Peter G. Peterson’s two-part article on Social Security was published in the December 2 and December 16 issues of The New York Review. We here publish two critical comments on Mr. Peterson’s article along with his reply.—The Editors
A Calmer Look at Social Security
Peter Peterson’s obvious good intentions and apparent lack of a “vociferous constituency”1 have lent his two-part article on Social Security an aura of accuracy and intelligence that it does not deserve. Peterson has overstated the system’s financial problems, has found a link between the expansion of Social Security and the decline in the nation’s productivity that cannot be substantiated, and has used this purported link as a basis for advocating draconian benefit cuts. His analysis and recommendations must not go unchallenged.
1. The Magnitude of the Problem: No Crash for Social Security
The first step in understanding the Social Security financing situation is to separate the problems of the Old Age, Survivors, and Disability Insurance (OASDI) program from those of the Hospital Insurance (HI) system. The future financing requirements of HI are extremely uncertain, since rapidly escalating hospital costs have caused both public and private health insurance programs to become increasingly expensive. Restoring long-run balance to the HI system will undoubtedly require fundamental reform in the way we provide hospital care. For this reason, the National Commission on Social Security Reform and others have focused their attention on the OASDI portion of the program. The answer is not, as Peterson suggests, to accept past rates of increase for HI expenditures and then cut the OASDI program by an amount equal to four times its own deficit in the year 2000 in order to transfer those funds to the Hospital Insurance program. The next step, which is useful for sorting out the financing problems in the OASDI program, is to divide the future into three separate time periods—1983-1989, 1990-2014, 2015-2060.
1983-1989. Between now and 1989, the OASDI program is projected under the Trustees’ most pessimistic economic assumptions to run a deficit of about $200 billion (see Table 1 on page 42).
If the economy performs somewhat better, the shortfall may be close to $75 billion.
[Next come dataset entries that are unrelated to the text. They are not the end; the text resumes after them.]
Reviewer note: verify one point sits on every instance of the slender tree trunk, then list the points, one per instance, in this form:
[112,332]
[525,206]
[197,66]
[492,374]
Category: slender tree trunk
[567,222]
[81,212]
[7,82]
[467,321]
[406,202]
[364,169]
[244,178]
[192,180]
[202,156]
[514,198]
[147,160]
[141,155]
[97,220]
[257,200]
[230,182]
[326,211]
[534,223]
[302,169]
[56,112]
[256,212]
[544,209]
In any event, when the interfund borrowing authority expires in July 1983, the OASI trust fund, the largest of the Social Security trust funds, will be unable to pay all benefits on time. Even if interfund borrowing were extended, all three funds, OASI, DI, and HI, together will be exhausted by mid-1984. The immediacy of the projected short-fall has caused many to characterize the Social Security program’s short-term problems as catastrophic and the press constantly refers to the impending “bankruptcy” of the system. In fact, the magnitude of the deficits forecast for the next seven years is relatively manageable, roughly 4 to 10 percent of annual outlays, and numerous options are available for restoring solvency. More importantly, the reasons for the current deficits are well understood and future problems of this type can be avoided by modifying the indexing procedure.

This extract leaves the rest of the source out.